My semester in Washington, DC has proven to be worth a lot. Here, I have had access to more professionals in the fields I would one day like to work in than I have ever dared to talk to before. In New York, these types of professionals are also quite accessible, but the experiences I have had in DC have shown me how important it really is to network and meet people and how willing most people are to help young aspiring professionals like myself. I have also had an amazing internship that showed me what goes into creating legislation and the realities of politics when the whole country is watching, as the American Health Care Act passed in the House of Representatives just a few days ago. My experiences here have been priceless and although I am sad to go, I am excited to bring what I have learned back to my home base and try to build a network there.
If I had to chose certain people or things to say goodbye to that have meant the most to me, I would chose them wisely. My roommates have been some of the most important people I have met at this campus and I am glad to have met them, even though we will be parting ways soon and for an indefinite amount of time. I have found friends that have challenged me to be more open and more careful with myself and my emotions, to remember what I am worth. I could not have learned these lessons without venturing into the world of dating and getting hurt time and time again, but at least with my friends I could weed out the pain and gain invaluable experience that will not easily be forgotten.
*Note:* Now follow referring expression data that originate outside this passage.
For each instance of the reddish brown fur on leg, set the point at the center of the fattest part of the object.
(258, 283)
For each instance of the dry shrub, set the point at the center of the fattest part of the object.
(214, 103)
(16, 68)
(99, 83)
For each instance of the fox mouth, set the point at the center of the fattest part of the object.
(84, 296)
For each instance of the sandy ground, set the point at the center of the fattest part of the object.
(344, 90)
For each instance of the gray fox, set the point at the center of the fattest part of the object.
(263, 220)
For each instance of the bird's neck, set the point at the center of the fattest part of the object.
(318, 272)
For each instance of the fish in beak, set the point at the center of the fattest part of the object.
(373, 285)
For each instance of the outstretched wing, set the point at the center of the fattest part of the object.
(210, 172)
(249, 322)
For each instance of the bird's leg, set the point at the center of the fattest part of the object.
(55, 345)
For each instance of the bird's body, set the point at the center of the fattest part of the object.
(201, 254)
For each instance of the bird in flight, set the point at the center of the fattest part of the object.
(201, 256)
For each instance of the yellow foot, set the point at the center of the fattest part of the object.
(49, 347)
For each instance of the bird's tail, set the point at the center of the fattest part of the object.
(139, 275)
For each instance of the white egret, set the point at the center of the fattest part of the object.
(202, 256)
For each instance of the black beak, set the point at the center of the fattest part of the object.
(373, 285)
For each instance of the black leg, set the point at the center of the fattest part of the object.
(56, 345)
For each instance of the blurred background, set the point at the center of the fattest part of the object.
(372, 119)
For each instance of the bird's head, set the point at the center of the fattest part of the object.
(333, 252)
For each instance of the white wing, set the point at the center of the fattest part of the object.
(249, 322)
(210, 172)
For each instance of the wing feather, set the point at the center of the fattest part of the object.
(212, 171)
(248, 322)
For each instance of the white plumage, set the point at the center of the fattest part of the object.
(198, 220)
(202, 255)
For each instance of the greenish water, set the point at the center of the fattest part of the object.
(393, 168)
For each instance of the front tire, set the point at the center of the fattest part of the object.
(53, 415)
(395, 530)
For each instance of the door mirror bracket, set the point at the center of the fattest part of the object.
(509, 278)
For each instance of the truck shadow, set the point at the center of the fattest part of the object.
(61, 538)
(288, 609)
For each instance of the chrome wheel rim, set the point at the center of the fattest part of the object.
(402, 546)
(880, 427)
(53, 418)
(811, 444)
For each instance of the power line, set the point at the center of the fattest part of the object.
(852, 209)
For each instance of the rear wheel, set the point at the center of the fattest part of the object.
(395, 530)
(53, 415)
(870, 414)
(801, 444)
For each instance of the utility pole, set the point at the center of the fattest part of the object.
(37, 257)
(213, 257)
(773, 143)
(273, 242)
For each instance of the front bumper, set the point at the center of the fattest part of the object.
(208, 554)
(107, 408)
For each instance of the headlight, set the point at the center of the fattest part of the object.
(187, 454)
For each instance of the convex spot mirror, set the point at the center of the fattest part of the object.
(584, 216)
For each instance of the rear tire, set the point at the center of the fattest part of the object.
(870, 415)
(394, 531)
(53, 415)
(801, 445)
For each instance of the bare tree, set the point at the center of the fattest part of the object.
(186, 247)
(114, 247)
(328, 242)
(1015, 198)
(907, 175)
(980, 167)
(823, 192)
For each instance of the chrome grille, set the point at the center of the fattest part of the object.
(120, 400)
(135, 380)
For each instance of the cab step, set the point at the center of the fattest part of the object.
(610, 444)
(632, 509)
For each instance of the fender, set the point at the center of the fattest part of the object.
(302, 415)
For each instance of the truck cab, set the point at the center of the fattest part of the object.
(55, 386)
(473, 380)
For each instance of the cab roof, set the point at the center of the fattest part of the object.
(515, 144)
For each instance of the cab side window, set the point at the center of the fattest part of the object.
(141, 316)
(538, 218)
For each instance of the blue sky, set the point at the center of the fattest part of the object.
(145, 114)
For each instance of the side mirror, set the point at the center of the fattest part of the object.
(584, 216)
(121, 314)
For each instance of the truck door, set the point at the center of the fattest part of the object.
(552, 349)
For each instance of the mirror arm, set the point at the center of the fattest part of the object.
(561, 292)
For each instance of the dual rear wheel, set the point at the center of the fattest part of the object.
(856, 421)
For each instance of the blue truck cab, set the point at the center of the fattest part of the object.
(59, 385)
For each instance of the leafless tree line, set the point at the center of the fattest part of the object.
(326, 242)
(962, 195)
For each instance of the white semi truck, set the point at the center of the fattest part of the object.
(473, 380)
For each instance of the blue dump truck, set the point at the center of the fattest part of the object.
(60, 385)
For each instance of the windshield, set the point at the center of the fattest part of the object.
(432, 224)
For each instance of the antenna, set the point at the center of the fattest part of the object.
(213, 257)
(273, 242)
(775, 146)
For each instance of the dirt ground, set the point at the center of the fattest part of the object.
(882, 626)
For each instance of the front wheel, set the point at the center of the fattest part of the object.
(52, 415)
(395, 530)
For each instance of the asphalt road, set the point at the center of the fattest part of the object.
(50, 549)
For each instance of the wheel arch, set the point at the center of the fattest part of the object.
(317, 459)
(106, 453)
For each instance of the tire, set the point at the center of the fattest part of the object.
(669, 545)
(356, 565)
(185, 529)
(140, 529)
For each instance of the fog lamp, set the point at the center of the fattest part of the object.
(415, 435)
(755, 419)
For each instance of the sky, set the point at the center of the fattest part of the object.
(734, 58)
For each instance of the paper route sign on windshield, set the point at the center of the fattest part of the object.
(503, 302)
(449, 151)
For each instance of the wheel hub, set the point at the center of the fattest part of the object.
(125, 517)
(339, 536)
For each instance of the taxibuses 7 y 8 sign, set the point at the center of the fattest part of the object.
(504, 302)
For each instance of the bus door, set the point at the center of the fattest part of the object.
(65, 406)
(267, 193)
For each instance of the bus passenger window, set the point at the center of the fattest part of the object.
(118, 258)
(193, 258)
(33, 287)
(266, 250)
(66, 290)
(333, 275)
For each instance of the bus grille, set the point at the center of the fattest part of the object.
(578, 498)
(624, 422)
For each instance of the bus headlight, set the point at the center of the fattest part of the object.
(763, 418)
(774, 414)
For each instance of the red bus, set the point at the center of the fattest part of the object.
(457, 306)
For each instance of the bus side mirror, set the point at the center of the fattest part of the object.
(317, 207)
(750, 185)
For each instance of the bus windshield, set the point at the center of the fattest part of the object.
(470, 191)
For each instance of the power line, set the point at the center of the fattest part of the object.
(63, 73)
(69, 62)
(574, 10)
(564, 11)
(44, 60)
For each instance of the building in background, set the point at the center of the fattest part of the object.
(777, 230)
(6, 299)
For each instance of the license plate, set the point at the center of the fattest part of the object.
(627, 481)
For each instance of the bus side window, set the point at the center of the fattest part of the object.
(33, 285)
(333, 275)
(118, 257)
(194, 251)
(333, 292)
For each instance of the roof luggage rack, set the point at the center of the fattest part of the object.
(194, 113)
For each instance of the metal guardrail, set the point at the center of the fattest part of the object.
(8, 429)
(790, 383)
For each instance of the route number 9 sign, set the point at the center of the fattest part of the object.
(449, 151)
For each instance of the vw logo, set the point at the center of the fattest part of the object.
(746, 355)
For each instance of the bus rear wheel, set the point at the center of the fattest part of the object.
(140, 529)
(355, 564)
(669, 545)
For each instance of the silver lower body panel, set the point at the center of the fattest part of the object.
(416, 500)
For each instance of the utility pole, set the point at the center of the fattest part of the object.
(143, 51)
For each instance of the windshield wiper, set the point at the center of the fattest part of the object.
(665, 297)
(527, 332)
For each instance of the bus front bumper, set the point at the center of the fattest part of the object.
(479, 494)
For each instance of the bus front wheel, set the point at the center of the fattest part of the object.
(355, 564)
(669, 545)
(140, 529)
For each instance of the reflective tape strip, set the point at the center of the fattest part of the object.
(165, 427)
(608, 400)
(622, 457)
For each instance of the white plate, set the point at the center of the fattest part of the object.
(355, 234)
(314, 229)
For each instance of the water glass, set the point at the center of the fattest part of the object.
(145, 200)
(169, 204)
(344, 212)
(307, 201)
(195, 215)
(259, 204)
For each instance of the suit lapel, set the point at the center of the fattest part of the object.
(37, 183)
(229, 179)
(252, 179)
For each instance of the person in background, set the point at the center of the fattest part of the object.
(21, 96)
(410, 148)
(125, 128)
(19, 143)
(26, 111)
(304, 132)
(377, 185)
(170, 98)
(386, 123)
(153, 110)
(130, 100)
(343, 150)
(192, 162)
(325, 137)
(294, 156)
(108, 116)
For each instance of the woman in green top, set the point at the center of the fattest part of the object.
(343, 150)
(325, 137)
I will miss working on Capitol Hill and the experience and knowledge that comes with being surrounded by politics and lawmaking at all times. I have never felt more informed and knowledgable about my country or my representatives and I will strive to bring this home with me by keeping my subscriptions to the newspapers that cover the Hill. These world and national events are essential to analyzing the current state of politics and I will never allow myself to be misinformed again.
My fondest memory from this semester will be the closeness I felt with my classmates. That is one of the principle things that bothered me for most of the semester, that I felt way to close to people I was unfamiliar with, but as I continued through, I found comfort in never being alone for too long and in certain friends that I held close. The last few weeks of this semester were peppered with personal dilemmas and emotional lows and I am definitely thankful that in those moments I could not feel alone even if I tried to. Even at times when I did want to be alone, knowing that I was making a choice and not defaulting into solitude made me feel all the better.
The opportunity that the Art of Travel course gave me to reflect on my journey and keep a type of record of what was going on from week to week was precious to me. I have never been one to journal or blog on a regular basis and this course forced me to do so, reminding me how important it can be to sort out your thoughts in writing. After finishing this course, I hope to launch my own blog where I can catalogue my professional development and remind myself of where I am going by looking back at where I have been. I aspire to keep it a regular part of my life by having others hold me accountable and making it a public responsibility to me, but the details still have to be worked out.
Overall, I have had a great semester with great friends, great triumphs, and great memories. I have worked towards being the best version of myself possible, but the work is never over.